When AI should show its work: 5 findings from a 450-person user study

Most AI product features hand users a recommendation. The AI picks the most likely answer, adds a brief explanation, and the user accepts or ignores it. It is fast to build and intuitive to explain to stakeholders. It is also, according to a 2026 controlled study, the wrong design for a specific and common class of situation.

The study tested AI assistance for content reporting under the EU’s Digital Services Act, but the finding holds for any flow where users make a classification or categorization decision and the AI can plausibly be wrong. That covers a lot of product surface: onboarding forms that ask users to self-categorize, support flows that route tickets, content moderation queues, and approval workflows.

Here are five findings from this body of research that product teams should understand before they ship the next AI-assisted decision flow.

1. When AI can be wrong, showing arguments beats giving a recommendation

The 2026 DSA study, which ran 450 participants through controlled AI assistance conditions, compared two designs: one that recommended a single legal category with an explanation (conventional XAI), and one that presented structured arguments for and against multiple candidate categories without preselecting any (evaluative AI).

When the AI’s recommendation was correct, the two conditions performed similarly. When the AI’s recommendation was wrong, the gap was stark. Evaluative AI achieved 74% accuracy on error trials. Conventional XAI achieved 46%. That is a 28 percentage point gap: the odds ratio was approximately 10.96, meaning users given the evaluative format were roughly eleven times more likely to land on the correct category even when the AI was steering them toward the wrong one.

A 2024 study by Le et al. confirmed a similar pattern in a different domain. Their hypothesis-driven approach, which showed users evidence for and against multiple options rather than recommending one, reduced over-reliance by 20.56 percentage points compared to a recommendation-only interface.

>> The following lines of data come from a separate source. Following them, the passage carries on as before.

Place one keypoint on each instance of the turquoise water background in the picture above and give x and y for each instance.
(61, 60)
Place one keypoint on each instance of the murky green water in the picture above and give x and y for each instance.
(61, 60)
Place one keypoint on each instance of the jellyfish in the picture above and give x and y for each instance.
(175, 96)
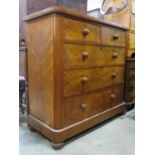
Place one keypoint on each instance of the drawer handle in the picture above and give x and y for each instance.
(115, 55)
(85, 55)
(114, 75)
(115, 37)
(83, 106)
(113, 96)
(86, 32)
(84, 80)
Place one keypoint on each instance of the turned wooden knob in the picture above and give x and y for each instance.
(83, 106)
(115, 55)
(85, 55)
(113, 96)
(85, 31)
(84, 80)
(115, 37)
(114, 75)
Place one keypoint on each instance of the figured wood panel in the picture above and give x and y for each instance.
(81, 107)
(40, 69)
(131, 40)
(22, 63)
(75, 30)
(112, 36)
(92, 56)
(84, 80)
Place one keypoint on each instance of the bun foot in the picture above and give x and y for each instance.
(57, 146)
(31, 128)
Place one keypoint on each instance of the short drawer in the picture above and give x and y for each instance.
(131, 41)
(80, 107)
(75, 30)
(85, 80)
(113, 37)
(92, 56)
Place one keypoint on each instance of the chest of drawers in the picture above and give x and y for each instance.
(75, 72)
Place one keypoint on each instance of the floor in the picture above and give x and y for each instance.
(114, 137)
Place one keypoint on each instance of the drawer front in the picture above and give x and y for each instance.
(130, 84)
(130, 52)
(117, 95)
(113, 37)
(89, 56)
(131, 41)
(80, 107)
(82, 56)
(84, 80)
(80, 31)
(118, 75)
(132, 26)
(129, 96)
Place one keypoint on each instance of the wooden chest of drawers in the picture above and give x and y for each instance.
(75, 72)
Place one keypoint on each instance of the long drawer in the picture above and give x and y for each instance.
(92, 56)
(112, 36)
(81, 31)
(85, 80)
(83, 106)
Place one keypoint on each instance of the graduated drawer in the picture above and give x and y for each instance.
(131, 63)
(132, 26)
(80, 107)
(75, 30)
(131, 73)
(131, 41)
(130, 84)
(89, 56)
(112, 36)
(85, 80)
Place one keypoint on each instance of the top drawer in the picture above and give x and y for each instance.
(113, 37)
(80, 31)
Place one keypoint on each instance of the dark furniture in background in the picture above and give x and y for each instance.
(37, 5)
(76, 70)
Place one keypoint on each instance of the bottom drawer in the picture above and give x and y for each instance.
(80, 107)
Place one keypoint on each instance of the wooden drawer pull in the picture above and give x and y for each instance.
(115, 55)
(114, 75)
(85, 55)
(84, 80)
(115, 37)
(85, 32)
(83, 106)
(113, 96)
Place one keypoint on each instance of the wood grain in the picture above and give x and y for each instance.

The design implication is specific: if your AI makes category or classification suggestions and you cannot guarantee it will be correct, presenting multiple options with supporting arguments protects you from the user blindly following a bad recommendation. The confidence-inspiring UI that says “We recommend X” is also the one most likely to get the user to pick X when X is wrong.

2. Speed and accuracy trade off, and the stakes determine which one to optimize

The evaluative AI format in the DSA study was slower. Users in the conventional XAI condition made their selections in around 204 seconds at the median. Users in the evaluative AI condition took around 236 seconds. That 32-second difference is not nothing when you multiply it across a high-volume flow.

This is not an unsolved engineering problem. It is a design decision. Speed and accuracy trade off in AI-assisted categorization, and the data supports that clearly. A 2024 study by Ren, Pardos, and Li examined AI assistance in an educational content-tagging task and found that AI recommendations cut completion time by about 50% but came with a 35% accuracy drop compared to the non-AI baseline.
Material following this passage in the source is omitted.